DroidJack, the Trojan that is marketed as normal software
We already know that malicious software is sold to hackers on the Deep Web, however, the case of DroidJack is different as well as peculiar. Those responsible for the development of this remote control Trojan sell their tool to any user on the normal network at a price of $210 per license through their website.
The payment of said license can be made both through PayPal and by credit card, which means that when it comes to marketing it, it is like another piece of software, without malicious intent, and that is that, after all, those who misuse his are the buyers, not the developers.
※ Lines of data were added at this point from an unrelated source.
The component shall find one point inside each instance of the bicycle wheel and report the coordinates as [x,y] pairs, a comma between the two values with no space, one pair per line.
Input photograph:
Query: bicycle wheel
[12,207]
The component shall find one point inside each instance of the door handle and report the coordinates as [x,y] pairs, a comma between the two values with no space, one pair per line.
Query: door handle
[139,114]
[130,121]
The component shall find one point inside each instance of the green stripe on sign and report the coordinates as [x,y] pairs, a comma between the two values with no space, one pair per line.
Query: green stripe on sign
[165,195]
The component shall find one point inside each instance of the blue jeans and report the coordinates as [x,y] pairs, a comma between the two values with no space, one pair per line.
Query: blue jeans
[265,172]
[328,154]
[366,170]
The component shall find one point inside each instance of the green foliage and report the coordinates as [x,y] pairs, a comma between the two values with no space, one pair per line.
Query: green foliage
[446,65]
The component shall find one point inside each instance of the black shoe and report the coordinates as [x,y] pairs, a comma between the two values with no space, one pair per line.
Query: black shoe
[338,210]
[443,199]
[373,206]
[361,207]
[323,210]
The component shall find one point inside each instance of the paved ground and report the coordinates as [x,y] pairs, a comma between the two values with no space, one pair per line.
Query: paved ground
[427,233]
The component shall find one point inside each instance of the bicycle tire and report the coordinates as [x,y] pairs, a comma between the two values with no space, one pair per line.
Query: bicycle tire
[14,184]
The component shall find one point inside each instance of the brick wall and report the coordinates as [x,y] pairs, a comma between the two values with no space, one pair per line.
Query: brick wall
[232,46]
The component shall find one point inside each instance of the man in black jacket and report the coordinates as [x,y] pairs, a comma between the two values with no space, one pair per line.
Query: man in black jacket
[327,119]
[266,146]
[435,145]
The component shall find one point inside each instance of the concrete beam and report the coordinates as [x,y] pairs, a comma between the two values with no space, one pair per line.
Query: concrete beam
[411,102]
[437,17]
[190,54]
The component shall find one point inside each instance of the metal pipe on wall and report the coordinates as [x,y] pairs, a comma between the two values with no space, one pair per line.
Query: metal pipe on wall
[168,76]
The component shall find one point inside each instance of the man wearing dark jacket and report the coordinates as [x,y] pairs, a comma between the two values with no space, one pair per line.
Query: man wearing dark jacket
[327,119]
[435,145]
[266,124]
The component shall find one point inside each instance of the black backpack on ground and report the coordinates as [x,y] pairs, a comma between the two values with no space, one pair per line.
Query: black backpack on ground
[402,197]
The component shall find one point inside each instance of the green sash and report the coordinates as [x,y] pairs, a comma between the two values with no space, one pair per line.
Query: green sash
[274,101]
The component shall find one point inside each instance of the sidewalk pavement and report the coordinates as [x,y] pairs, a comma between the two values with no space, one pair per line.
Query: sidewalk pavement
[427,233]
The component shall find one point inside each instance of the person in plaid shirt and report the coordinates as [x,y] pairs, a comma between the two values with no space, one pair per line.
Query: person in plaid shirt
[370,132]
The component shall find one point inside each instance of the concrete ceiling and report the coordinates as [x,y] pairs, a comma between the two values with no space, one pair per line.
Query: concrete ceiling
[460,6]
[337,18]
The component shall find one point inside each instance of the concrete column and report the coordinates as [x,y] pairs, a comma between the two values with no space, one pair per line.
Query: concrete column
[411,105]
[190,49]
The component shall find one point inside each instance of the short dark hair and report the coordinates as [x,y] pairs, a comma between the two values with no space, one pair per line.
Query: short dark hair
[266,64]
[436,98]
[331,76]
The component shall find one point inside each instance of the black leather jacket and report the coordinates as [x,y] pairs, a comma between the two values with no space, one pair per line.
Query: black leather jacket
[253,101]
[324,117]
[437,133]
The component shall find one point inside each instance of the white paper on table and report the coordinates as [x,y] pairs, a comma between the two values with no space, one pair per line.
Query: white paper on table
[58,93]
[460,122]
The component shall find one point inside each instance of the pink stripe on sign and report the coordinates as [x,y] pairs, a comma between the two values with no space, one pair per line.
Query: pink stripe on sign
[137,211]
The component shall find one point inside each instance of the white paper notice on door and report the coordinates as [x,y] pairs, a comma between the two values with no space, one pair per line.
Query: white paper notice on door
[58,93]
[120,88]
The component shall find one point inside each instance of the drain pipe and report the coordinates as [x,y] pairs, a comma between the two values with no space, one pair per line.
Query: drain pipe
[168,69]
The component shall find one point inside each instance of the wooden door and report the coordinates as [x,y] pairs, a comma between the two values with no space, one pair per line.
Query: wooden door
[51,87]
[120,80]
OmniRAT, malware to hack Windows, Android and OS X for only $25
OmniRAT is a new type of malware that picks up where DroidJack left off, and can easily take over Android, Windows, OS X and Linux.
A big one is upon us and no one is safe . As European police manage to eliminate the use of the DroidJack malware , a similar product has emerged that can control not only Android, but also Windows, OS X and Linux and is selling for only a fraction of the cost.
This remote control tool, detected by the security firm Avast, is called OmniRAT and appears to be of German origin. The vendor promises that the “remote administration tool” can operate on smartphones Android, but it will also allow full control on Windows systems and some control on OS X and Unix-based computers after installation.
Avast investigated a code incident for this software in Germany, where the victim received a text message stating that she was unable to display an image because of the current Android Stagefright patch. In order to see it, the victim was asked to download a specific app to do so.
This, of course, should be enough notice . Any software download from an unknown or untrustworthy source should be viewed with caution. Once the app is downloaded, Google’s permissions model also showed a long list of access and privacy privileges that the software required, and yet the victim gave permission to install it.
How does OmniRAT work?
Once installed, OnmiRAT is very, very difficult to remove from the system . Deleting the originally downloaded software is of no use, and the driver of the software has full permission to the device and can make calls, steal files, and remotely control other devices after sending them the code with another text message, something we’ve seen in other cases. mobile malware .
In the words of Nikolaos Chrisaidos , a mobile malware and security analyst at Avast:
We know that data collected by the custom version of OmniRAT that targeted a person of German origin who appeared on the Techboard forum is being sent to a Russian domain, based on the address of the C&C server the data was being sent to. .
What could make the OmniRAT a potentially bigger problem than the DroidJack is its cost. Older malware costs upwards of $200, while OmniRAT, which reuses a lot of its code, only asks $25 for the software and includes a “lifetime guarantee,” though this will likely only last until the police kill it off. .
Chrysaidos has given the following advice to users to protect themselves from OmiRAT:
- Having an antivirus installed on the mobile –although this, as we already know, is not very useful–. Avast antivirus detects this threat as Android:OmniRat-A [Trj]
- Do not open links from sources you do not trust. If an unknown phone number or email address sends us one, please do not open it under any circumstances.
- Use only official sources to download apps .
As always, these are indications in which common sense should prevail . It will always be our best ally to keep our devices safe.